|
KPI Umumkan Tayangan Tak Layak Tonton Mei Ini
Senin, 17 Maret 2008 | 18:13 WIB
TEMPO Interaktif, Jakarta:Komisi Penyiaran Indonesia (KPI) akan mengumumkan ke publik tayangan tak layak tonton mulai Mei 2008.
Koordinator Pemantauan Isi Siaran KPI Yasirwan Uyun menuturkan, komisi telah membentuk tim analisis untuk pengawasan isi tayangan. Tim berisi 10 orang itu akan mengawasi 24 jam sehari tayangan seluruh stasiun televisi. Hasil pantauan akan dibawa ke rapat komisi dan diteruskan ke dewan juri penilai.
“Ini untuk jemput bola. Juri akan mengumumkan acara-acara yang dinilai melanggar etika setiap dua pekan sekali,” kata Yasirwan kepada Tempo, Senin (17/3).
Dia mengatakan, pelanggaran isi tayangan seperti pornografi, kekerasan dan gangguan terhadap privasi, masih terus muncul pada tayangan televisi. Dia memastikan, tak ada satu pun stasiun televisi yang tak pernah melanggar dan menerima peringatan dari KPI. “Mereka (stasiun televisi) memang merubah isi siaran yang ditegur. Tapi namanya tayangan, bisa saja kecolongan,” ujarnya.
Sekretaris Perusahaan PT Rajawali Citra Televisi Indonesia Gilang Iskandar mengaku pernah menerima teguran atas adegan kekerasan pada tayangan sinetron yang diputarnya. “Tapi itu memang kewenangan KPI, kami menghargainya,” ujarnya.

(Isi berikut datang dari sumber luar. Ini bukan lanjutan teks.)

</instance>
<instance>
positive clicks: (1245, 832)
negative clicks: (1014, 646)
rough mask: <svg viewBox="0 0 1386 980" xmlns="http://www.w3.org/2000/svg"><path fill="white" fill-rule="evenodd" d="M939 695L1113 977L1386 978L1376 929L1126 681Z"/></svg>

Gilang mengungkapkan, RCTI sebenarnya telah membentuk sistem pengawasan internal. Acara hasil produksi internal maupun production house selalu disunting untuk menghindari permasalahan di kemudian hari.
Tapi, menurut dia, masalah etika tayangan sangat multitafsir. Dia mencontohkan, larangan atas tayangan yang memuat adegan memperolok. “Acara lawakan biasanya kan mengolok-olok. Tak ada standar etika tertentu di sini,” katanya.
Gilang menyambut positif rencana KPI. “Anggap saja ini bentuk pembelajaran agar suatu saat ada kesamaan penafsiran,” cetusnya.